A Perán lo recuerdo como el más apegado a un discurso teórico, conceptual, cuando con su voz suave y su ausencia de énfasis nos sumaba sin quererlo a considerar como un caso perdido a todo el que seguía viendo con simpatía lo figurativo. Porque nos hablaban en forma muy convincente de la primacía del color por sí mismo, sin el soporte de la figura; de la «composición’ dentro del plano de trabajo, principios que llevábamos después, consciente o inconscientemente, a la organización de la planta del edificio, de sus planos de fachada. De un modo rudimentario, cargado de las dudas y vacilaciones de cualquier aprendiz, siguiendo sin saberlo el rastro de pioneros esfuerzos europeos como el del grupo De Stijl en el cual Mondrian había tenido figuración pionera. Y nos podíamos sentir autorizados a considerar a nuestro Héctor Poleo (1918-1989) por ejemplo, con sospecha de ser convencional y a negarnos a ver con atención suficiente, porque pensábamos que concedía demasiado al «buen gusto» general, a las soberbias imágenes del Avila de Manuel Cabré (1890-1984) , que tenían siempre lugar en los Salones Anuales de Arte del Museo de Bellas Artes del cual después sería un Director excepcional Miguel Arroyo.
Testimonio
Menos de dos años después, al régimen de Pérez Jiménez le ocurriría lo que a todo autoritarismo: decadencia y disolución. Había sabido de Perán por conversaciones de pasillo en la Facultad estimuladas por el hecho de que dos años antes que nosotros estudiaba su hermano Ralph. Lo cierto es que en los muy agitados días anteriores a la fecha final de la dictadura, el 23 de Enero de 1958, supimos que había sido puesto preso en la Seguridad Nacional. Dudo de la exactitud de mis recuerdos, pero se dijo con insistencia que había sido torturado y que de la experiencia le habían quedado secuelas delicadas. Nunca pude comprobarlo pero sí tengo muy clara en la memoria la ocasión en que lo vi, por los días posteriores al 23, en nuestra Facultad, muy delgado, de tez amarillenta, correspondiendo esa imagen con las historias de sus torturas. Nunca pude comprobar la veracidad de lo que se decía pero sí recuerdo el impacto de verlo así, a unos cuantos metros de distancia, rodeado por gente que lo revestía con la aureola de los que resisten. En los años que siguieron poco volvimos a encontrarnos pero he sabido de su presencia permanente, tenaz, como promotor del arte, como crítico, curador. Siguió abriendo puertas a otros.
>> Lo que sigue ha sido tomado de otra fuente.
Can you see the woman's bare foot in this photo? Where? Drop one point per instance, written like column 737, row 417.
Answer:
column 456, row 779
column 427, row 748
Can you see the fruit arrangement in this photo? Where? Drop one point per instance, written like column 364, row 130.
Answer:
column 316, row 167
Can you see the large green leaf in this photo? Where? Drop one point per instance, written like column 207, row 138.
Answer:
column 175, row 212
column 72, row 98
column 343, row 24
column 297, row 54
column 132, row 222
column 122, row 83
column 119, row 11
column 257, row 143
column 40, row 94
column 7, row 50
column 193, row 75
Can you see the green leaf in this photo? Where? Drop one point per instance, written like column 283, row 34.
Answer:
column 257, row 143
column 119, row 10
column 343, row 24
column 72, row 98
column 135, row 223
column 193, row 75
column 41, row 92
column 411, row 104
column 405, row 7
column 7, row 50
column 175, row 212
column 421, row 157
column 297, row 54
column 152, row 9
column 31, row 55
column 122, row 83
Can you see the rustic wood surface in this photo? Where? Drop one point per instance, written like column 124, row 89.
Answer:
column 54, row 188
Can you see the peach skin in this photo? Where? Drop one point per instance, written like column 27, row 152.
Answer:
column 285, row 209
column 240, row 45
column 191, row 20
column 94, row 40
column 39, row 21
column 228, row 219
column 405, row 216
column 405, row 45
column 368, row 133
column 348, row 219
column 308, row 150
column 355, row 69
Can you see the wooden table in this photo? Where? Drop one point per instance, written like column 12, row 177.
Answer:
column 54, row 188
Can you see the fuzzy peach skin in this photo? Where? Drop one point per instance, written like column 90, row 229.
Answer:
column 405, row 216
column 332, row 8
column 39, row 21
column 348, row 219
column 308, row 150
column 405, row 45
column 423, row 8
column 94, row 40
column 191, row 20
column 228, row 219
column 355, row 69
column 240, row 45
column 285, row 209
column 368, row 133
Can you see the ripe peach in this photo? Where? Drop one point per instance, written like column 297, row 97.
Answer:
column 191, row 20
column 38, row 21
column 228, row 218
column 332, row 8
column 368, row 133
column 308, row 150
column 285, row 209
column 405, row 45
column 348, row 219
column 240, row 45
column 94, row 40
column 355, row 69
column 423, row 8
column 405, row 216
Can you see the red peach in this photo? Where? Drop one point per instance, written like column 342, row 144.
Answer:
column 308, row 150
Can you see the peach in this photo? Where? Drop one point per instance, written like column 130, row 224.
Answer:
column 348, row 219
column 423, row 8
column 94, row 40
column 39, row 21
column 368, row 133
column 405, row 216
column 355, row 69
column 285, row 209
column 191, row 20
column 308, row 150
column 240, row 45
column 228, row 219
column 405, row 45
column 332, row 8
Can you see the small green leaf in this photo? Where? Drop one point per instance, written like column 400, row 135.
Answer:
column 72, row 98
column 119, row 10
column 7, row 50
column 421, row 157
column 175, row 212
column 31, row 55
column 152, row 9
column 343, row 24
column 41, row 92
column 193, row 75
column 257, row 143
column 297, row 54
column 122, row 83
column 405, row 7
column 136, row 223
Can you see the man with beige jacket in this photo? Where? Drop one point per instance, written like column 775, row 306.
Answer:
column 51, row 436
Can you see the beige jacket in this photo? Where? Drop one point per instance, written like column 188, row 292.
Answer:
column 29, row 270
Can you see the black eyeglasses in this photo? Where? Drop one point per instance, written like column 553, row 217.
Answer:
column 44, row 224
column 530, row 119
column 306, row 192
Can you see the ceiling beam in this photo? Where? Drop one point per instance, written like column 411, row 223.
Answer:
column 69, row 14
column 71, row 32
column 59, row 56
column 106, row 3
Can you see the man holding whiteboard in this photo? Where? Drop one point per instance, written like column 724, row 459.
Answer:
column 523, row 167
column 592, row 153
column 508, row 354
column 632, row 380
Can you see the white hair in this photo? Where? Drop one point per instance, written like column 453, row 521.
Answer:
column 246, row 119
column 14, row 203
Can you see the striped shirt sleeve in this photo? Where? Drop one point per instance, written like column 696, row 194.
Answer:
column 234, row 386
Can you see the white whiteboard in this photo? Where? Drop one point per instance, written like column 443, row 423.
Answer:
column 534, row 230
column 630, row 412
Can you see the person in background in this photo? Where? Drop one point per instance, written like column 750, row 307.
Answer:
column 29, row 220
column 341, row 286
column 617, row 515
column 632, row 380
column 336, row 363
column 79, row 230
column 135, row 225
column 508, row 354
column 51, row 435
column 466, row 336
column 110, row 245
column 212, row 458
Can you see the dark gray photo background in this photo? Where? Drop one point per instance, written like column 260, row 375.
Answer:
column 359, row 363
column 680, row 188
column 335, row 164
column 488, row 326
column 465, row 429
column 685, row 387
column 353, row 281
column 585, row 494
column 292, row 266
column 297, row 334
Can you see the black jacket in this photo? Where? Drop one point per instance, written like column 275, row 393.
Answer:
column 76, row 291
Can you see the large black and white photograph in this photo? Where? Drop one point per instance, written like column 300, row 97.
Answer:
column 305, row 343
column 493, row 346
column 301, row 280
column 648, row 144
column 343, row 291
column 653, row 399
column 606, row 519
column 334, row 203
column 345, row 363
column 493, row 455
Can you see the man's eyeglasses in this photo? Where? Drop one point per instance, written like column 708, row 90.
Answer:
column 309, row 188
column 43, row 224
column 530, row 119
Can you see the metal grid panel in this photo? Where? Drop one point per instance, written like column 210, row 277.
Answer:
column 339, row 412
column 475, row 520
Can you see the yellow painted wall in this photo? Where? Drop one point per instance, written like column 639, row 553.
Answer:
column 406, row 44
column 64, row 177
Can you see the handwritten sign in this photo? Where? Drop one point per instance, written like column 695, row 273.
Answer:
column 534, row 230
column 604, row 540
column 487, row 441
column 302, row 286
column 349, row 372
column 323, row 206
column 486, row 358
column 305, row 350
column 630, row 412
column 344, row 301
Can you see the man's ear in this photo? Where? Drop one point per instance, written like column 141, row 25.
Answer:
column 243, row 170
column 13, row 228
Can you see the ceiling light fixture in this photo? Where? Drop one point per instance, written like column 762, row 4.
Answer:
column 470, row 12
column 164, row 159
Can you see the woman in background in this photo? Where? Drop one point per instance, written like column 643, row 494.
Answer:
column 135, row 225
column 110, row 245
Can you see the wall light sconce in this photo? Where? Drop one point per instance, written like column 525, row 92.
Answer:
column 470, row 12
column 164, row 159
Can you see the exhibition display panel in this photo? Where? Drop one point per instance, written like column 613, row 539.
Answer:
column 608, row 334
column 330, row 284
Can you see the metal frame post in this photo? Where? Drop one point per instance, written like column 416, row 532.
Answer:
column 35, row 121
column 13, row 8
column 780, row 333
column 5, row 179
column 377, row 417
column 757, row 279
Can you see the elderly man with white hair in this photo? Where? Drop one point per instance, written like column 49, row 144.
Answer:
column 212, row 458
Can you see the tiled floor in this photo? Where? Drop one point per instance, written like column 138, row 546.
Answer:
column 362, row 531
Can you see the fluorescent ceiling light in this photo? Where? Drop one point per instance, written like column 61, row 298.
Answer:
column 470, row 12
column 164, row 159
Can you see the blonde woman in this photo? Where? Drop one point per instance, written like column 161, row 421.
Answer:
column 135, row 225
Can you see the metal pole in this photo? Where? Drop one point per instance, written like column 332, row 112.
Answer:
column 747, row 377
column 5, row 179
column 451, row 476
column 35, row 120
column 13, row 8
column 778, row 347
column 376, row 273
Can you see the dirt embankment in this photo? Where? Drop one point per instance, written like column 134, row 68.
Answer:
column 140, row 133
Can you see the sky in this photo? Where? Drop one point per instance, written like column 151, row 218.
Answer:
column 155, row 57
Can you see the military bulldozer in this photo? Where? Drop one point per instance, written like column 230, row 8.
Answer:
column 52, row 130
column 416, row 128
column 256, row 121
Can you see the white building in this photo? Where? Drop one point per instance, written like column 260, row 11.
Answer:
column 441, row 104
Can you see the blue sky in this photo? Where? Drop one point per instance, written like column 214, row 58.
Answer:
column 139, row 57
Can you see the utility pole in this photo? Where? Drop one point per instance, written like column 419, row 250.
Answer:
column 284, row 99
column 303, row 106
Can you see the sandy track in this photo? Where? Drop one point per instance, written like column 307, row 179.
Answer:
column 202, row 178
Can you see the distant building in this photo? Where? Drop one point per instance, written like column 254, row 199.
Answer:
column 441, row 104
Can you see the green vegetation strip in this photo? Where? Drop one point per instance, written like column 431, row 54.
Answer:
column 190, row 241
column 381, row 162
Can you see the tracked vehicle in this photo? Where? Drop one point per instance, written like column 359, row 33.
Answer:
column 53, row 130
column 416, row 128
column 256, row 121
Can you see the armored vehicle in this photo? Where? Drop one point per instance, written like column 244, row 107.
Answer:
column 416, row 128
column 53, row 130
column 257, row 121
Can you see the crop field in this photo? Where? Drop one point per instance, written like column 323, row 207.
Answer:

Persistir en un modo de vida, dar un testimonio preciso, ampliar el mundo. No ceder ante los halagos del Poder, ejemplo importante en este medio complaciente. No dejar de lado la independencia de criterio a cambio de sentirse arropado por la benevolencia del consenso. No desear morir «en olor de santidad», virtud que evocaba Picón-Salas a propósito de sí mismo. Son méritos de este hombre cuya figura y enseñanza sigue fresca después de cinco décadas.
No escribo esto movido por vínculos de amistad, baste decir que he visto a Perán sólo una docena de veces desde aquel cursillo. Lo escribo porque pienso que gentes como él son las que construyen nuestro patrimonio cultural original. Y me animé a dejar aquí constancia de mi agradecimiento porque lo conocí cuando ambos éramos jóvenes y su imagen sigue siendo transparente.